There was a long line of motorcycles, showing their support by following the huge semi. One biker, Rick Kohlmeier, waited with his bike for The Wall That Heals. “I am a veteran and I heard they were riding through about 35-40 minutes ago. So I have a motorcycle, so I’m going to ride with them,” he said.
As the line passed, he pulled out behind the contingent, with plans to travel at least as far as Troy, Mont.
“I was up the road just a bit, had my original Vietnam Beret on and used the County Car with the lights, and myself and another veteran stood at attention and saluted until the group had gone by,” explained Michael Meier, Boundary County Director of Emergency Management and Public Information Officer. “Most of the caravan saluted back, many said thank you sir. As a Vietnam Survivor the wall is very difficult for those of us that came home.”
The Wall That Heals aims to bring an opportunity to heal to thousands of veterans who may not have the strength to face The Wall in Washington D.C. In the peace and comfort of their own community, many are able to begin the healing process, by visiting the traveling replica.
For others, the mobile Education Center helps some to remember, and those too young to have experienced the effects of the Vietnam War learn about the history.
“I’m a veteran that served and did six deployments” said Derek Carpenter. “My dad’s a Vietnam vet. I’ve seen the Vietnam Memorial in Washington D.C. and I wanted to see this one too.
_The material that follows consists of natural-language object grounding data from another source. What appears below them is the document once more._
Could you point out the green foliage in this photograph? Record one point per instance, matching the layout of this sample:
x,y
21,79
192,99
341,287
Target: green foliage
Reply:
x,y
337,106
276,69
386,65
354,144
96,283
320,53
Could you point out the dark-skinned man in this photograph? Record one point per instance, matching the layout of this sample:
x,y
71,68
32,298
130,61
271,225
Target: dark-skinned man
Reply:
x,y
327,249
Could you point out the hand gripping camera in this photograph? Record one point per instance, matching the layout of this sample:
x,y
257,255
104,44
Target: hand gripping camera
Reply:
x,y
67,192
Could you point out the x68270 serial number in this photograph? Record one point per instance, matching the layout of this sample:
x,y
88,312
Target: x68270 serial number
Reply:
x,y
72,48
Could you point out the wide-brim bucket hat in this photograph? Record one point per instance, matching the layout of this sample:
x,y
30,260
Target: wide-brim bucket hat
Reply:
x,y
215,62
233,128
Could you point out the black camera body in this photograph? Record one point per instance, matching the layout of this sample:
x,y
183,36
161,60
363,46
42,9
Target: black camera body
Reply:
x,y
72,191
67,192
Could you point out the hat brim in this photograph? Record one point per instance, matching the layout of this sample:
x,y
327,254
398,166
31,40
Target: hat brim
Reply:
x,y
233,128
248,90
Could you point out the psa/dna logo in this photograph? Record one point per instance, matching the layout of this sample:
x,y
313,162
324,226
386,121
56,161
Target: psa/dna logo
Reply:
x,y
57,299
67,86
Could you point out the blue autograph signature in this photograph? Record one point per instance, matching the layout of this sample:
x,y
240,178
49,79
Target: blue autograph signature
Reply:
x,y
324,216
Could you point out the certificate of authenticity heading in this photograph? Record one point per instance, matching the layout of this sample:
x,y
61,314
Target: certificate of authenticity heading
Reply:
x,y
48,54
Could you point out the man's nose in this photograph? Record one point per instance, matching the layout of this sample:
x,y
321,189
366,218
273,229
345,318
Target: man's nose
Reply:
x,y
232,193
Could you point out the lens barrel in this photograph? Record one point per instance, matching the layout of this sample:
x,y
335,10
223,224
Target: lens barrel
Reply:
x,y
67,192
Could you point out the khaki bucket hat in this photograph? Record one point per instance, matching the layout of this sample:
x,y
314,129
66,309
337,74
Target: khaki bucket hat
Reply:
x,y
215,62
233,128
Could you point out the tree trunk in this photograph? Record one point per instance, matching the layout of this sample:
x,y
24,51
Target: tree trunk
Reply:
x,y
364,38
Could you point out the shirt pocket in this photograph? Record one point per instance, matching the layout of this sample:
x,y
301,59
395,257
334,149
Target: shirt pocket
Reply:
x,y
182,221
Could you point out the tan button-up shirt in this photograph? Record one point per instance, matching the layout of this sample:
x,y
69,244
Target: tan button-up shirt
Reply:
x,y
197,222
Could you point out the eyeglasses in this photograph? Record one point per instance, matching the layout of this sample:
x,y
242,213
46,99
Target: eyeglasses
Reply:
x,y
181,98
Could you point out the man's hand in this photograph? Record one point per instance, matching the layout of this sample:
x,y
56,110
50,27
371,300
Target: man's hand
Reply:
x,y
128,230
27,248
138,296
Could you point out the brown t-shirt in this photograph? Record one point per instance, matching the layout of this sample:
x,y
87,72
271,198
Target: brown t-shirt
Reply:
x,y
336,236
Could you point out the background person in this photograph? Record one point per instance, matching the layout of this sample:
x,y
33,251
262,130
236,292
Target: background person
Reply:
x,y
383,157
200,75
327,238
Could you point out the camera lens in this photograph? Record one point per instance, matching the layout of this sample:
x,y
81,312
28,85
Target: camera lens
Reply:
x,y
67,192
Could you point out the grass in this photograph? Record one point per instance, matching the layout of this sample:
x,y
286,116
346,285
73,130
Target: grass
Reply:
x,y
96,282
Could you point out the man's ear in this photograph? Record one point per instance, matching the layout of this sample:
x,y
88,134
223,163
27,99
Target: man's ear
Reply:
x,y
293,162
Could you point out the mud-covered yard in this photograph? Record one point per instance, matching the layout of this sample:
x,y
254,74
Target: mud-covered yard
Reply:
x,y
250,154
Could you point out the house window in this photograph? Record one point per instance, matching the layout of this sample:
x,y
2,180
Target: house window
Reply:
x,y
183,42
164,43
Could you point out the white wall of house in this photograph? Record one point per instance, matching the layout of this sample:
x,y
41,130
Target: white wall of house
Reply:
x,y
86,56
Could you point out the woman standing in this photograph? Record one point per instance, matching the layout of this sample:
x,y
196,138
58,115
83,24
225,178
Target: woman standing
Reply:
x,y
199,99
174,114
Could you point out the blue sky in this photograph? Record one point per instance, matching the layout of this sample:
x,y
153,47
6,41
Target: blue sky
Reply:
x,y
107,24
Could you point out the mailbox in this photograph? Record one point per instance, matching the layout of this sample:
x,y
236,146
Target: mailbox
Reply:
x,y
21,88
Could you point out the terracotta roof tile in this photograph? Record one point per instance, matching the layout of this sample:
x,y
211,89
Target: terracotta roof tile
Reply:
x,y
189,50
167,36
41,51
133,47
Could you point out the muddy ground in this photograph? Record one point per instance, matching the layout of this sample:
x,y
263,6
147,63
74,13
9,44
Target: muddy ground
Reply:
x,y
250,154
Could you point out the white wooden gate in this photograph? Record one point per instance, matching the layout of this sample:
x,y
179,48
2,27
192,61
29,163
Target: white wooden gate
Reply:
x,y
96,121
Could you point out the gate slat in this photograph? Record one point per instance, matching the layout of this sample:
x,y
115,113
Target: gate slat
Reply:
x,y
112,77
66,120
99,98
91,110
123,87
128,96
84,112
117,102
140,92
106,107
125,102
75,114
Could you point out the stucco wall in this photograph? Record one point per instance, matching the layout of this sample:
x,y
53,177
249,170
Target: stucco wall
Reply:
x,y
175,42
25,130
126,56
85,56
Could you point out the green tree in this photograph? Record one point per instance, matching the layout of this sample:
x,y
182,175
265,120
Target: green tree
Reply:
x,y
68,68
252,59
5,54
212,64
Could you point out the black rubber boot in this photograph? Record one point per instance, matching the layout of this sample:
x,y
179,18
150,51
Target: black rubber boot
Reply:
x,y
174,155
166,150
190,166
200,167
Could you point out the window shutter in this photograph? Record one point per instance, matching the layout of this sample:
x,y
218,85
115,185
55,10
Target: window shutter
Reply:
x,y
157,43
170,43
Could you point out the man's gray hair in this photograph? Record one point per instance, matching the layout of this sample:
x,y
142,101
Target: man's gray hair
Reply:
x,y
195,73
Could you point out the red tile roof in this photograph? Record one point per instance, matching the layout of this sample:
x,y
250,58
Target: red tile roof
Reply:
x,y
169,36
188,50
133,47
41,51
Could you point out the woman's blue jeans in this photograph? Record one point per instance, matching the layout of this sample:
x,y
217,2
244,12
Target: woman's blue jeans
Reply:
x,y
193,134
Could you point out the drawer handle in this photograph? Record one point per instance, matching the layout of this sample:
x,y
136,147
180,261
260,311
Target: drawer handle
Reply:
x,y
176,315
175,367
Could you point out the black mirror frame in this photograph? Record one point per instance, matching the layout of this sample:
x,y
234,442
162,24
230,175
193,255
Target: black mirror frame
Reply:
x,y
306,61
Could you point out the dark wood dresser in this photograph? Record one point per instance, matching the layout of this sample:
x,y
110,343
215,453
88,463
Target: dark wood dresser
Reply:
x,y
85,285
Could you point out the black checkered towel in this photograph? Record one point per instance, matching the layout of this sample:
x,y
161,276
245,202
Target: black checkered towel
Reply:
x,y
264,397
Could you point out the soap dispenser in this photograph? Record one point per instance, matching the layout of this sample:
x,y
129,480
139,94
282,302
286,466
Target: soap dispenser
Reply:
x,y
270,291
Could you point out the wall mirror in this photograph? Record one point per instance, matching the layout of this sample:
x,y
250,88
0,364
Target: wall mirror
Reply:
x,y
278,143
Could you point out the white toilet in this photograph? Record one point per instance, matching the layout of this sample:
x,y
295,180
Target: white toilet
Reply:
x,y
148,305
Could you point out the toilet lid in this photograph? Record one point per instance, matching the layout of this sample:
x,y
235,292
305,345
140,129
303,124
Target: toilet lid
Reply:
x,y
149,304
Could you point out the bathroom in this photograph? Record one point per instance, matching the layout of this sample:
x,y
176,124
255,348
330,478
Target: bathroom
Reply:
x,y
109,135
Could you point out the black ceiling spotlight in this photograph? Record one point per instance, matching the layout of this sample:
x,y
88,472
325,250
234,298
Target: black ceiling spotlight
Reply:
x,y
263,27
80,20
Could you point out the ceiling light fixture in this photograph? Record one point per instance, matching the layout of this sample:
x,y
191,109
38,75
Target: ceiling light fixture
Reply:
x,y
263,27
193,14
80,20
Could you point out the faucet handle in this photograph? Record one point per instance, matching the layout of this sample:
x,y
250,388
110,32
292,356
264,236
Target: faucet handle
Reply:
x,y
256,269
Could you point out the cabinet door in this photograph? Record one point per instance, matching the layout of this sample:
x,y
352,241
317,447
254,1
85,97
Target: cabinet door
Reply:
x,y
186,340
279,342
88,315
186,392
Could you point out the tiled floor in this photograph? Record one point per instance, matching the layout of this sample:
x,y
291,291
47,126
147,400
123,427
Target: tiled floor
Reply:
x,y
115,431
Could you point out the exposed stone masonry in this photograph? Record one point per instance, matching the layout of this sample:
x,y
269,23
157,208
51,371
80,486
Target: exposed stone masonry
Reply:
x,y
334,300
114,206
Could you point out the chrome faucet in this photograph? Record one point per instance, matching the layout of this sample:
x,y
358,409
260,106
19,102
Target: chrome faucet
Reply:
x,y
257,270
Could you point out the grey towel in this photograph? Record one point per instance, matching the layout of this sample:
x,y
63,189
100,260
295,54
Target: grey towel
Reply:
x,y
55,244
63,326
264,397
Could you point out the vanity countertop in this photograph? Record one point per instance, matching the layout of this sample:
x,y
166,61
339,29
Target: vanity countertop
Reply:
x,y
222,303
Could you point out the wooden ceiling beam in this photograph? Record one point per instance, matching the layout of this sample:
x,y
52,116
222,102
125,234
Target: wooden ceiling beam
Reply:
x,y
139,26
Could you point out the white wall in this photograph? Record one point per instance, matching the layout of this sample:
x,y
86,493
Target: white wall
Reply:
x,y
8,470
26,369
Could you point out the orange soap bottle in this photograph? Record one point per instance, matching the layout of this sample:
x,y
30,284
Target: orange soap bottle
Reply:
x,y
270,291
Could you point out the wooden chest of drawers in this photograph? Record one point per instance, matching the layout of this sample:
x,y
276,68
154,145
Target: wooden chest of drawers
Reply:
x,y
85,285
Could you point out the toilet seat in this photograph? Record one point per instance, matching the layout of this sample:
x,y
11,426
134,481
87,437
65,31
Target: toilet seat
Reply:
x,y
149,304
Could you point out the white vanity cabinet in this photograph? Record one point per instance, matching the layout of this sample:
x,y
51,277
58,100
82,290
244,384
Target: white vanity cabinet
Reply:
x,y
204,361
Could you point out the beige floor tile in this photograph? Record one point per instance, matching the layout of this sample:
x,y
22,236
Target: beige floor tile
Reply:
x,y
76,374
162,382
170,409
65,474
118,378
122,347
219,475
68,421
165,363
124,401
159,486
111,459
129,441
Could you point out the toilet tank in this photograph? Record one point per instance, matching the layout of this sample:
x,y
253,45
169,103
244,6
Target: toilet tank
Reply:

I never miss an opportunity to respect the sacrifices others have made.”
Carpenter’s wife, Erin Carpenter, and young son, Blake, also attended.
“Once in a lifetime thing- you can’t miss out on this,” said Erin Carpenter. “We thought the four year old would love the motorcycles.”
Young and old, Veterans and civilians, all stood side by side to honor everything that The Wall That Heals represented, as it made its journey through Bonners Ferry, on the way to Kalispell, Mont., on the smoke filled Labor Day.